Eğitim fakültelerinde bulunan öğretim üyesi sayısının diğer fakültelerdeki öğretim üyesi sayısından az olması ve öğretim üyesi başına düşen öğrenci sayısının en çok eğitim fakültelerinde olması bir başka sorundur. Geleceğin öğretmenlerini yetiştiren bu kurumlarda uygulanmakta olan programlarda yer alan derslerin niteliksiz olduğu, eğitimin gerektiği şekilde işletilmediği apaçık. Çok fazla öğretmen mezun oluyor, paralelinde bunların çok azı iş buluyor, dershanelerde çok ucuza çalıştırılan öğretmenler için işsiz öğretmenler tehdit unsuru olarak öne sürülüyor. Hal böyle olunca öğretmenin yaşam koşullarının zorluğu giderek artmakta, toplumsal rollerindeki etkinliği ise giderek azalmaktadır. 
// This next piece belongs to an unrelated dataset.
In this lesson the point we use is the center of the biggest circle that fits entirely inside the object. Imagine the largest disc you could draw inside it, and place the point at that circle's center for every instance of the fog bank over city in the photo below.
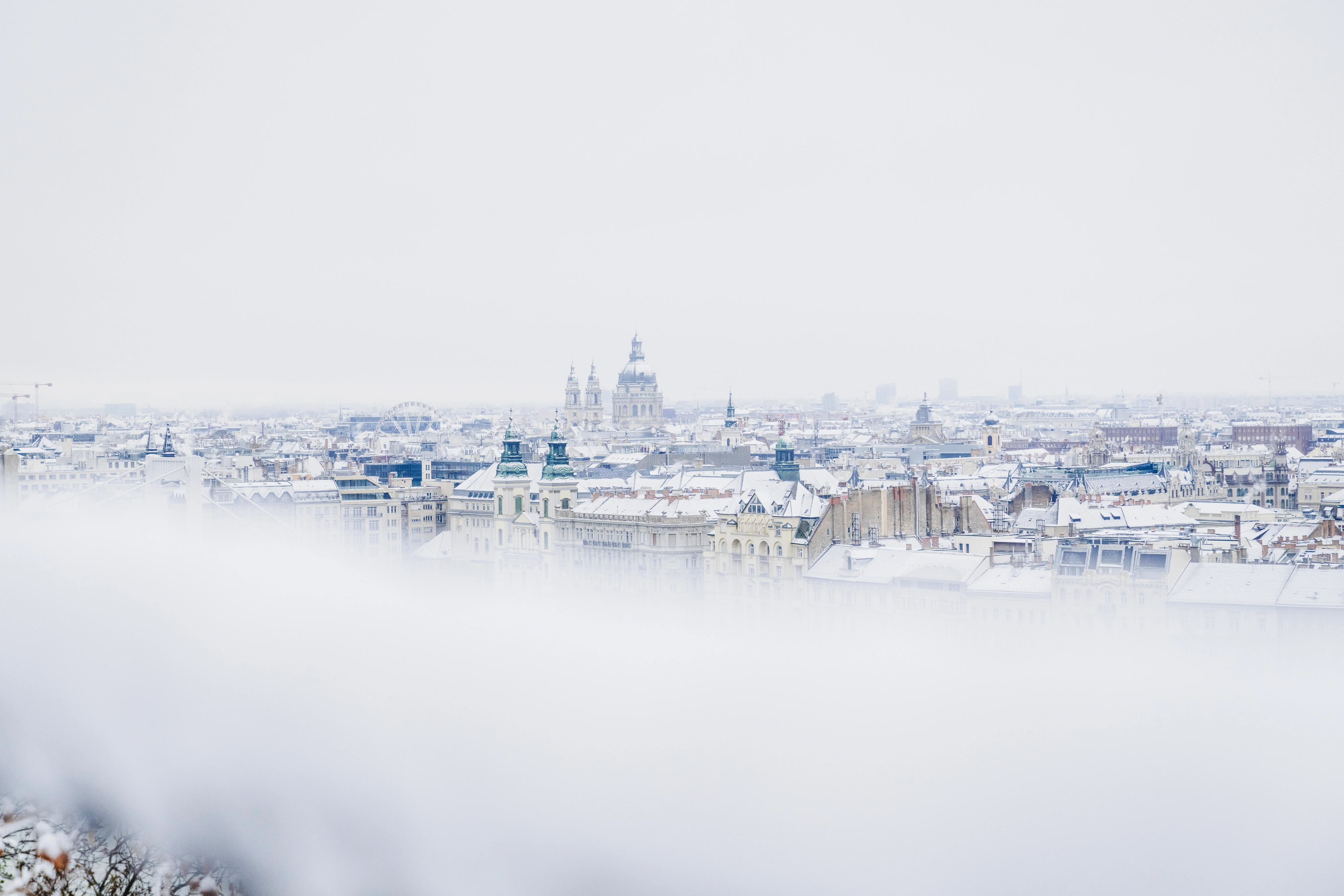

Bir ülkenin geleceğini belirleyecek olan biz öğretmenlerin yetiştirildiği eğitim fakültelerinin gündemine dair daha duyarlı olmamız ve bu gündemlerin genel siyasetimizle bağlarını güçlü tutabilen yeni araçlar üretmemiz, hem de bir an önce işe koyulmamız gerekiyor. Açgözlüler nerede duruyor, nerede yolumuza taş koyuyorsa biz de orada karşılarında duracağız. Üniversitenin özneleri olarak ‘gerici, piyasacı eğitime karşı nasıl bir eğitim’ istediğimizin bilincine varıp, kendi sözümüzü söylemenin vaktidir.